I am going to make the assumption that the “humble followers of Christ” include faithful members of the Church. Even these good people err “in many instances” because they are taught by the precepts of men. I have tried to be one of those humble followers of Christ, but I wonder if the world and its influences are so pervasive that I have made errors because I allow myself to be shaped by the influences of the world around me.
Mormon’s teachings in Moroni 7 suggest three ways in which we are placed in a position where we allow ourselves to be taught by the world and its inhabitants. We learn from the content of this chapter that we can be persuaded, invited, and enticed to either good or evil by the voices to which we give heed. I call these teachings the PIE principle (see Moroni 7:13-17). What do the constant parade of prime-time dramas and sit-coms on TV persuade us to believe? What do the actions of movie stars both in the movies and in their private lives invite us to do? What do the advertisements and magazine covers and modern literature that abound around us entice us to think?
It would be worth a great effort to identify the areas in which this happens—in which we allow the cultural conditions which surround us to persuade, invite, or entice us to be instructed by the precepts lf men. What errors do we make because we are mature human beings living in the twenty-first century? What happens to us as we watch eighteen hundred commercials a week, go to the movies, observe the billboards lining the highways, listen to music on the radio and other electronic devices, and observe a constant parade of modern fashions? And it is not enough for us to avoid the fringes of behavior and the attitudes and actions of those who are obviously enveloped in sin. Even the middle of the road may not be safe anymore.
Boyd K. Packer observed that
“The breach between the world and . . . the Church is wider in our day than ever in generations past. And the middle of the road runs through an entirely different valley now than it did a few years ago” (“Worthy Music, Worthy Thoughts,” Ensign, January 1974).
We must not be misled into thinking that a certain action is acceptable because there are people out there doing worse things.
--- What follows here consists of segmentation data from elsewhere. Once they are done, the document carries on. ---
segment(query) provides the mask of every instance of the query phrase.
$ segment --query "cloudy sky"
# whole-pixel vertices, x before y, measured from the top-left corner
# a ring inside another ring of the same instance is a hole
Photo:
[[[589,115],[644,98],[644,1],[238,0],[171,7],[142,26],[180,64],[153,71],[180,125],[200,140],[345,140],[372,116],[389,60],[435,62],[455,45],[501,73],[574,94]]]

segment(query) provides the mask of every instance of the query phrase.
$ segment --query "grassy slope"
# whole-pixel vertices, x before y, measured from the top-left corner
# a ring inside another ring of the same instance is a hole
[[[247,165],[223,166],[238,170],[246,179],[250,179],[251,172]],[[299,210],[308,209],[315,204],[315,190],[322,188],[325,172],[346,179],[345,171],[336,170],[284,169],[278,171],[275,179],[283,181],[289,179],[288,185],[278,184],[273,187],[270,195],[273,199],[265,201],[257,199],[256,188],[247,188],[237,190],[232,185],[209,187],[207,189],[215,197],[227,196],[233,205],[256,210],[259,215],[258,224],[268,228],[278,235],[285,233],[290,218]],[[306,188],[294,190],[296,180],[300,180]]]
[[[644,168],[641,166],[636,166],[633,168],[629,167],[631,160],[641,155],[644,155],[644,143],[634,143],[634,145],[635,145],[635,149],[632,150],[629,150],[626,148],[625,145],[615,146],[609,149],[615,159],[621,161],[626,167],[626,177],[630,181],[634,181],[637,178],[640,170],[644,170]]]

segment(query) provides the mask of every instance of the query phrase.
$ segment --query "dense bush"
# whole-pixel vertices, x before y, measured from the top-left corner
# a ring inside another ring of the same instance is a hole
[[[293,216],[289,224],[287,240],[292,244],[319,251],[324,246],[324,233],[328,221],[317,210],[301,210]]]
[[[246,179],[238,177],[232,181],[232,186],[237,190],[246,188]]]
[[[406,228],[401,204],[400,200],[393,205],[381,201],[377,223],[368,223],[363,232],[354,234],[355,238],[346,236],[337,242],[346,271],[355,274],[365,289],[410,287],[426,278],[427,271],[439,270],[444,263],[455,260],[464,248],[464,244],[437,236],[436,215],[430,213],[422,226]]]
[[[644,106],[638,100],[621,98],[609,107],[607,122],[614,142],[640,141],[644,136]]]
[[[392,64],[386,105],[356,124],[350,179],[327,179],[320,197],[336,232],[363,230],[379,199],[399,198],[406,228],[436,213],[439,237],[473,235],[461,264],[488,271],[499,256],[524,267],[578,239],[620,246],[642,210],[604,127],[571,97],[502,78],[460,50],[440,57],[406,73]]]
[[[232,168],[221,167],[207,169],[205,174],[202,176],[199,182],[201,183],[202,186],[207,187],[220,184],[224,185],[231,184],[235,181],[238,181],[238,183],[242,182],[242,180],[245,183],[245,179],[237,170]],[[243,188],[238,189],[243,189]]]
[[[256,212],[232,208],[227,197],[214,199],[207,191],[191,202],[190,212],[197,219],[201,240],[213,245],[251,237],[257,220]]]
Even though our actions are nothing like the actions of millions of others, they may still fall within the realm of true transgressions. The distance we are from the truth is not measured from the homes of our friends or the standards on the streets, but from the Lord. Are we being taught by the scriptures and the Spirit, or by the precepts of men?
“Like the prodigal son, we too can go to “a far country,” which may be no further away than a vile rock concert. The distance to “a far country” is not to be measured by miles but by how far our hearts and minds are from Jesus! (see Mosiah 5:13). Fidelity, not geography, really determines the distance!” (Neal A. Maxwell, Conference Report, October2000),
The issue is our devotion to the world. We may, if we are not perceptive, find that we are like the Israelites in the days of Samuel, who wanted to be “like all the nations” (1 Samuel 8:3). Do our media selections and swimming suits and fashions and use of spare time reflect our affection for the world or our love for the Lord? Are we drawing closer to the patterns of the people around us, or are we moving away? Elder George Q. Cannon said:
“If the breach is daily widening between ourselves and the world . . . we may be assured that our progress is certain, however slow. On the opposite hand, if our feelings and affections, our appetites and desires, are in unison with the world around us and freely fraternize with them . . . we should do well to examine ourselves. Individuals in such a condition might possess a nominal position in the Church but would be lacking the life of the work, and, like the foolish virgins who slumbered while the bridegroom tarried (Matt. 25:5), they would be unprepared for his coming” (Millennial Star, Oct. 5, 1861 [Vol. 23], pp. 645-46).